Here is a diagram I have referred to as the “Kohler Payroll Matrix” over the years. This is an updated version since the passing of the Tax Cuts and Jobs Act effective in 2018, and can be a useful visual guide in determining the proper salary level in your S-Corporation from year to year.
You’ll see that I begin the diagram at $50,000 of net income and a 50 percent payroll allocation at that level. As such, when taking the operational costs of to maintain an S-Corporation into account, it typically doesn’t make sense to utilize the S-Corporation unless you’re making a net income of at least $40,000.
MOST IMPORTANTLY, note that determining the proper payroll for a business owner is not an absolute science. It’s a subjective analysis and this diagram is simply a ‘starting point’ or a ‘guide’ for S-Corporation owners to talk about with their tax professional. Nonetheless, I have found these boundaries to be sufficiently reasonable in discussions with IRS representatives when working with clients and their payroll allocation over the past 20 years.
6. Tax Return Filing
It’s well recognized that S-Corporations provide incredible audit protection. It is also estimated they are audited up to 15x less frequently than that of Sole-proprietorships. However, if you don’t file your tax returns on time and/or an extension, you will actually increase your chances of an audit dramatically and the penalties for late filing have gone through the roof.

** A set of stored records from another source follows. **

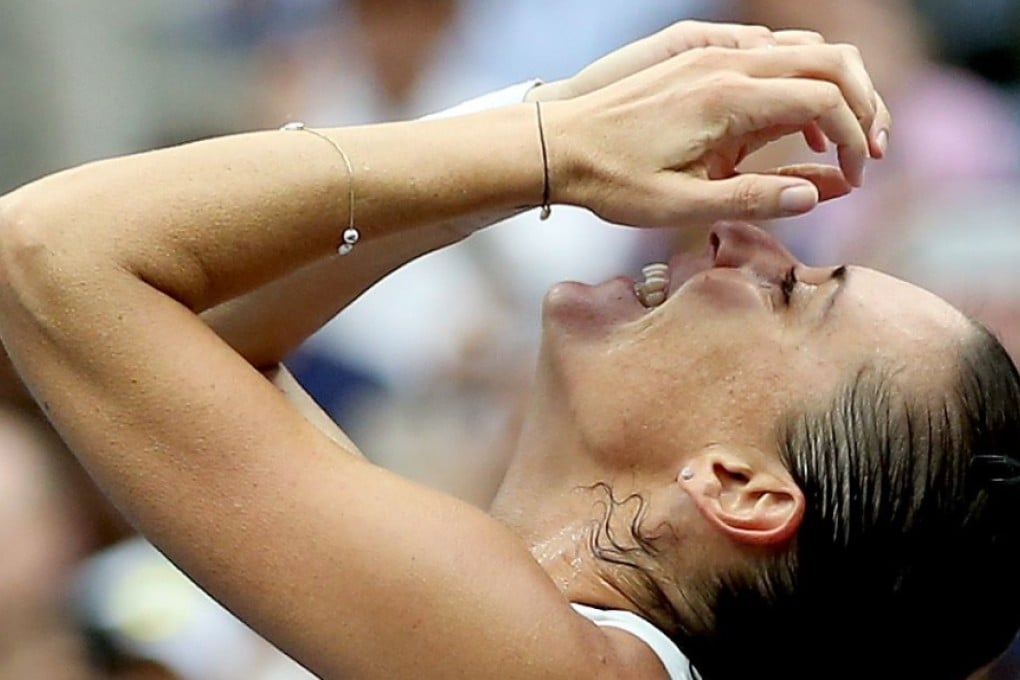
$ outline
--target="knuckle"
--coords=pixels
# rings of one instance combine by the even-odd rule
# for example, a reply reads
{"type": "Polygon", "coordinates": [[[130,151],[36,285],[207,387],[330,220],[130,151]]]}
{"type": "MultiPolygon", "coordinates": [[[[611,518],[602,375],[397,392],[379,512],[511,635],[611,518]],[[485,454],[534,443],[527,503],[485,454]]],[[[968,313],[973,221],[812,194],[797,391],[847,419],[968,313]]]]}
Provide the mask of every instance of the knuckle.
{"type": "Polygon", "coordinates": [[[789,45],[821,45],[825,43],[825,38],[821,33],[816,31],[809,31],[800,28],[787,28],[776,31],[774,35],[777,38],[782,39],[789,45]]]}
{"type": "Polygon", "coordinates": [[[688,47],[688,39],[693,31],[689,21],[680,21],[662,29],[655,39],[665,48],[666,54],[672,58],[683,53],[688,47]]]}
{"type": "Polygon", "coordinates": [[[671,24],[659,32],[659,35],[666,40],[667,43],[683,42],[687,35],[694,30],[691,25],[693,22],[690,20],[678,21],[675,24],[671,24]]]}
{"type": "Polygon", "coordinates": [[[853,43],[839,43],[836,47],[843,53],[843,58],[848,61],[861,60],[861,48],[853,43]]]}
{"type": "Polygon", "coordinates": [[[729,71],[712,73],[686,96],[696,96],[697,115],[703,122],[720,123],[725,128],[734,113],[734,102],[751,86],[751,81],[750,77],[729,71]]]}
{"type": "Polygon", "coordinates": [[[744,28],[745,37],[749,40],[756,42],[771,41],[775,37],[772,30],[765,26],[746,26],[744,28]]]}
{"type": "Polygon", "coordinates": [[[708,45],[706,47],[699,47],[695,52],[697,52],[697,58],[701,64],[715,66],[724,59],[727,50],[718,45],[708,45]]]}
{"type": "Polygon", "coordinates": [[[736,71],[718,71],[704,78],[701,90],[706,99],[725,102],[746,92],[754,79],[736,71]]]}
{"type": "Polygon", "coordinates": [[[683,53],[685,65],[694,69],[694,73],[713,74],[721,66],[722,49],[714,46],[695,47],[683,53]]]}
{"type": "Polygon", "coordinates": [[[754,215],[762,206],[761,191],[752,178],[740,177],[734,182],[731,201],[735,212],[741,215],[754,215]]]}
{"type": "Polygon", "coordinates": [[[838,45],[823,45],[821,46],[821,51],[823,55],[822,66],[826,71],[838,73],[846,70],[849,62],[838,45]]]}
{"type": "Polygon", "coordinates": [[[861,51],[856,45],[841,44],[837,45],[836,49],[839,53],[839,68],[842,71],[851,71],[858,66],[862,66],[863,60],[861,59],[861,51]]]}
{"type": "Polygon", "coordinates": [[[835,83],[818,81],[818,102],[826,110],[834,109],[843,103],[843,91],[835,83]]]}
{"type": "Polygon", "coordinates": [[[732,44],[708,45],[700,47],[697,51],[698,61],[706,69],[743,69],[747,60],[745,51],[740,49],[738,41],[729,36],[732,44]]]}
{"type": "Polygon", "coordinates": [[[679,54],[700,42],[699,36],[704,33],[704,22],[685,19],[667,26],[659,35],[670,46],[675,56],[675,54],[679,54]]]}

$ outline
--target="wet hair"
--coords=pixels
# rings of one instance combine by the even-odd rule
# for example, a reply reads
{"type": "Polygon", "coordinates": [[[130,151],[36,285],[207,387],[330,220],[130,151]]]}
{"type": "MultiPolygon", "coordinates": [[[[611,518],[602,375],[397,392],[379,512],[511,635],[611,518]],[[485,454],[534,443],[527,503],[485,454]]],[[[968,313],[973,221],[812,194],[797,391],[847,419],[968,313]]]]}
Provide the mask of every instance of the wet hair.
{"type": "Polygon", "coordinates": [[[868,367],[824,411],[783,423],[804,519],[788,551],[720,579],[706,678],[761,672],[771,658],[783,677],[956,679],[1009,645],[1020,626],[1020,376],[981,328],[958,358],[938,398],[868,367]]]}
{"type": "Polygon", "coordinates": [[[1020,627],[1020,375],[981,328],[956,373],[933,399],[867,367],[784,419],[805,514],[754,566],[671,593],[632,554],[596,554],[642,573],[653,618],[705,680],[966,678],[1020,627]]]}

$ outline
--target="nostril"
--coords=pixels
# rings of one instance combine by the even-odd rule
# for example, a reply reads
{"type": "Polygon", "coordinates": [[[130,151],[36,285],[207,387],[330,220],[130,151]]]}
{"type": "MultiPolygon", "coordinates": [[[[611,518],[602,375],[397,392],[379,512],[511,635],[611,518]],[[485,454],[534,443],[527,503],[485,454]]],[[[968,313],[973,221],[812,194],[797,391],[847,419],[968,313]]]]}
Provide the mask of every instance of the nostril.
{"type": "Polygon", "coordinates": [[[719,234],[714,231],[708,236],[708,243],[712,247],[712,260],[719,257],[719,234]]]}

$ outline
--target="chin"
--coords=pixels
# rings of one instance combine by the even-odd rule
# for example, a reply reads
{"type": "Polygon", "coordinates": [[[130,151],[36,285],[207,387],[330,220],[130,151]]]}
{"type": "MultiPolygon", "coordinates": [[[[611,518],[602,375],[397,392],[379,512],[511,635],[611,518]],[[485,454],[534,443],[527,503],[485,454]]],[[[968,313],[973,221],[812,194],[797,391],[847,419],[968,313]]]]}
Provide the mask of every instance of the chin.
{"type": "Polygon", "coordinates": [[[546,333],[602,337],[647,311],[634,294],[634,280],[626,276],[597,286],[566,281],[546,293],[542,326],[546,333]]]}

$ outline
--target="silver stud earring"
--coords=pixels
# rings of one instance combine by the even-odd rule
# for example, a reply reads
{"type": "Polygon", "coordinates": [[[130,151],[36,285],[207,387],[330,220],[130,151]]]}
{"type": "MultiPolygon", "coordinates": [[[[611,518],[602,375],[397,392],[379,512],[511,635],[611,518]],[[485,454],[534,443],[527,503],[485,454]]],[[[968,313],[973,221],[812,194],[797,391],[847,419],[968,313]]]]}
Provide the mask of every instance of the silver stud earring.
{"type": "Polygon", "coordinates": [[[684,480],[694,479],[694,470],[690,469],[687,466],[684,466],[684,469],[680,470],[680,479],[684,480]]]}

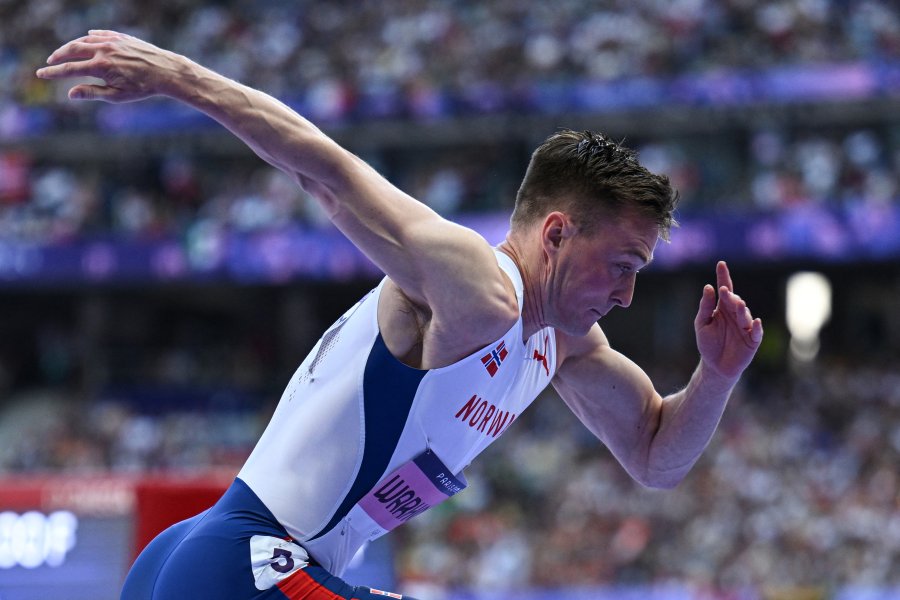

The required tax return is an 11020-S and is due by March 15th…UNLESS you file an Extension you have until September 15th to file the final return.
7. State Tax Filing Requirements
Every state is a little different when it comes to S-Corporation filing requirements. Some states are cheap and easy, others are expensive and complex, with of course everything in between. Familiarize yourself with your State’s rules and get set up on a system with your accounting professional.
Bottom line, the S-Corporation can be a powerful structure and tool to save on self-employment taxes. Additionally, it can protect a business owner’s personal assets from lawsuits that may arise from their operations. Keep in mind that all of this comes with an administrative cost.
Make sure you are familiar with your responsibilities as an owner of this incredible small business tool.